Fakt donosi, że Marta Żmuda-Trzebiatowska w ciągu ostanich 6 miesięcy zarobiła około 500 000 zł. Wychodzi ponad 80 tysięcy miesięcznie. Na tę sumę składają się: wynosząca 110 000 zł gaża za udział w Tańcu z gwiazdami, 10 000 zł za rolę w filmie Krzysztofa Zanussiego Serce na dłoni oraz wynagrodzenie za rolę w serialu Teraz albo nigdy w wysokości 350 tysięcy.
Adam Król musi być dumny ze swojego skarbu. Szczególnie, że - jak donosi tabloid - narzeczona w trakcie negocjacji z TVN nie myślała tylko o sobie. Nie tylko wkręciła Króla do programu, jako swojego partnera, ale także załatwiła mu dwa razy większą gażę niż otrzymali inni tancerze. Król zgarnia 7 tysięcy złotych za odcinek. Nic dziwnego, że postrzega program rozrywkowy w kategoriach "walki o życie", co sam przyznał.
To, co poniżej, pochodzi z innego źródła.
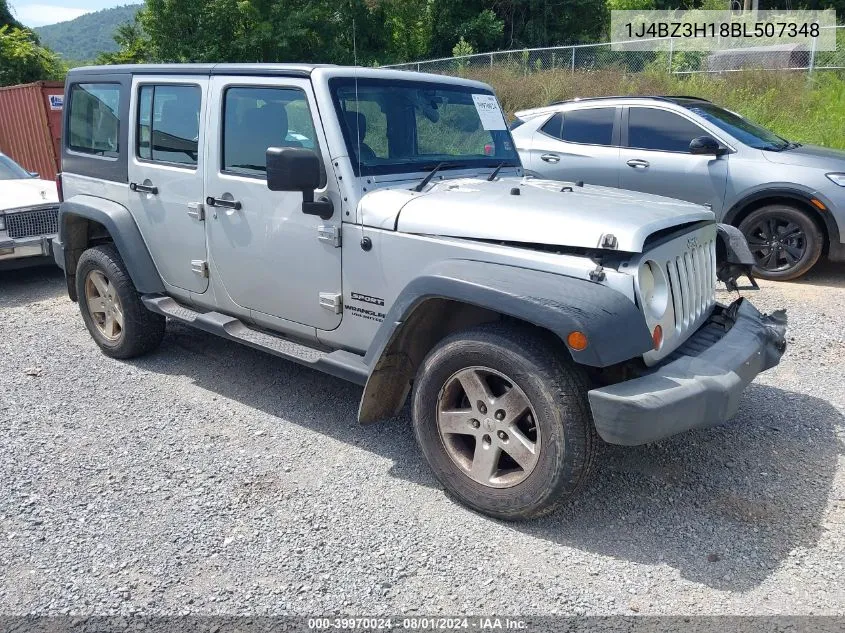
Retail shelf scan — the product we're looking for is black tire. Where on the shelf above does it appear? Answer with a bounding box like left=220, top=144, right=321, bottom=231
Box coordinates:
left=413, top=324, right=600, bottom=520
left=76, top=244, right=166, bottom=358
left=739, top=204, right=824, bottom=281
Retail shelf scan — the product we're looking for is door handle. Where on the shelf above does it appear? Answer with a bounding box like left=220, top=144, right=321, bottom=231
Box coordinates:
left=129, top=182, right=158, bottom=195
left=205, top=196, right=241, bottom=211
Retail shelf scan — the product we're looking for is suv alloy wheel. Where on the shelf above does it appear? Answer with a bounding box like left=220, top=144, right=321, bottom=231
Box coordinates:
left=739, top=204, right=824, bottom=281
left=76, top=244, right=166, bottom=358
left=413, top=323, right=599, bottom=520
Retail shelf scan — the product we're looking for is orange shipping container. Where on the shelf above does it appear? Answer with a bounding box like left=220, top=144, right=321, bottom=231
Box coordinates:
left=0, top=81, right=64, bottom=180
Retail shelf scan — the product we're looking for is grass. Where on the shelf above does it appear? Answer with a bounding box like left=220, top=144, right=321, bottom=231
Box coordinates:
left=466, top=68, right=845, bottom=149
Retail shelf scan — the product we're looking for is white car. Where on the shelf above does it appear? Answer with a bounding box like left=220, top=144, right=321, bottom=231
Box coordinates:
left=0, top=153, right=59, bottom=268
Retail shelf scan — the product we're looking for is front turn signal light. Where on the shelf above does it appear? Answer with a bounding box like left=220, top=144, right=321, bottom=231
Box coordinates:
left=651, top=325, right=663, bottom=350
left=566, top=330, right=587, bottom=352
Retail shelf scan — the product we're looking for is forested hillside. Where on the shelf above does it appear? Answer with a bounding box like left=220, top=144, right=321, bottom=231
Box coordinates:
left=33, top=4, right=144, bottom=61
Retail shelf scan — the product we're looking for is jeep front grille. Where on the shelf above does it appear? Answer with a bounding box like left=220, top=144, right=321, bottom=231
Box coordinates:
left=6, top=207, right=59, bottom=239
left=666, top=239, right=716, bottom=336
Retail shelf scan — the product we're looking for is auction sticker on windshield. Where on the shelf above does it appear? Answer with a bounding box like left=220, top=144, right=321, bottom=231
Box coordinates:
left=472, top=95, right=507, bottom=130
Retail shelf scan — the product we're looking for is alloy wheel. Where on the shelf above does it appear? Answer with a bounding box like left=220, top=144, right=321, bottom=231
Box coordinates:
left=437, top=367, right=541, bottom=488
left=746, top=215, right=807, bottom=272
left=85, top=270, right=124, bottom=342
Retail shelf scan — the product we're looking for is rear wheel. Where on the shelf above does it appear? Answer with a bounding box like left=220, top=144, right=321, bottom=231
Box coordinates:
left=739, top=204, right=824, bottom=281
left=414, top=324, right=599, bottom=520
left=76, top=244, right=166, bottom=358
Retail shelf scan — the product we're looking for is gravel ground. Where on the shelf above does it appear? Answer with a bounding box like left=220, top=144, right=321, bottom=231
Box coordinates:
left=0, top=265, right=845, bottom=615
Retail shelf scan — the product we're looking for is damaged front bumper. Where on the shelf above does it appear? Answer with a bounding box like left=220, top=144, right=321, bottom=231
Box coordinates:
left=588, top=299, right=786, bottom=446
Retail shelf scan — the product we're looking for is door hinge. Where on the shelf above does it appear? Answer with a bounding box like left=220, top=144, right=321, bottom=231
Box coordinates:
left=191, top=259, right=208, bottom=278
left=320, top=292, right=343, bottom=314
left=188, top=202, right=205, bottom=222
left=317, top=224, right=340, bottom=248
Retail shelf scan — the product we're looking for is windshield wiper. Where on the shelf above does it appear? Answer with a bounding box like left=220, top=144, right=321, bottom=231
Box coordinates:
left=487, top=163, right=505, bottom=182
left=412, top=163, right=449, bottom=192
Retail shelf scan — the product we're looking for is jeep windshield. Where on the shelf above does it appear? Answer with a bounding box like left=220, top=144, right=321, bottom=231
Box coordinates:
left=678, top=100, right=795, bottom=152
left=0, top=154, right=33, bottom=180
left=329, top=77, right=520, bottom=176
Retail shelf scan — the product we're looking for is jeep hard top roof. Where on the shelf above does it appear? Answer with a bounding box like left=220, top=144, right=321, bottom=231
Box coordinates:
left=68, top=63, right=338, bottom=77
left=65, top=63, right=491, bottom=90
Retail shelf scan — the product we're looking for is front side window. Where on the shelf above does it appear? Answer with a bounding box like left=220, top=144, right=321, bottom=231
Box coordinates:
left=222, top=87, right=319, bottom=176
left=137, top=84, right=202, bottom=166
left=683, top=102, right=789, bottom=151
left=560, top=108, right=616, bottom=145
left=329, top=78, right=520, bottom=175
left=68, top=83, right=120, bottom=158
left=628, top=108, right=707, bottom=153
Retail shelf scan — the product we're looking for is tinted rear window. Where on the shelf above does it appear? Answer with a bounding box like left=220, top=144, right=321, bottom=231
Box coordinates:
left=563, top=108, right=616, bottom=145
left=68, top=83, right=120, bottom=158
left=540, top=112, right=563, bottom=138
left=628, top=108, right=707, bottom=152
left=138, top=84, right=202, bottom=167
left=540, top=108, right=616, bottom=145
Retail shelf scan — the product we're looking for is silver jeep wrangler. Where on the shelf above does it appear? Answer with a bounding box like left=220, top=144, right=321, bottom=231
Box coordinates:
left=54, top=64, right=785, bottom=519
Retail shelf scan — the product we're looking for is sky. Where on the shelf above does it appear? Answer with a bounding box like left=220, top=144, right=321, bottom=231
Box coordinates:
left=9, top=0, right=139, bottom=26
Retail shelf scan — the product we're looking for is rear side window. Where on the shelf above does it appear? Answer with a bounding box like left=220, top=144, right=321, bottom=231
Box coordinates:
left=558, top=108, right=616, bottom=145
left=68, top=83, right=120, bottom=158
left=540, top=112, right=563, bottom=139
left=628, top=108, right=706, bottom=152
left=222, top=88, right=319, bottom=176
left=137, top=84, right=202, bottom=167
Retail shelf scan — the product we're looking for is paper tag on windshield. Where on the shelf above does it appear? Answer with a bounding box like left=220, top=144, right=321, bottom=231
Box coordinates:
left=472, top=95, right=508, bottom=130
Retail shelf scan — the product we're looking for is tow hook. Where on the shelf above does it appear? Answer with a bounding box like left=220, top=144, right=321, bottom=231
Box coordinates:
left=590, top=264, right=607, bottom=282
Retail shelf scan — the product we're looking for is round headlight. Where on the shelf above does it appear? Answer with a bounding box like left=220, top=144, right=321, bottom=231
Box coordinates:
left=639, top=261, right=669, bottom=319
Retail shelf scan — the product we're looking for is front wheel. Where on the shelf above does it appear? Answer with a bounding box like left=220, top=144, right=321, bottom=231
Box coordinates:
left=413, top=324, right=599, bottom=520
left=739, top=204, right=824, bottom=281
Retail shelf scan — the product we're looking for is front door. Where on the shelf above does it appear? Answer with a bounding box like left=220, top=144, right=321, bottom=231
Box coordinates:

Osoby pracujące przy show anonimowo przyznają, że niekiedy mają dość kaprysów Marty, która wciąż na coś kręci nosem - pisze tabloid. A to na kreację, a to na fryzurę. Czy to oznacza, że pod jej uśmiechem kryje się osoba bezwzględna dążąca do kariery i pieniędzy za wszelką cenę?
Sądzimy, że raczej pod jego uśmiechem... Gołym okiem widać, kto tu pociąga za sznurki.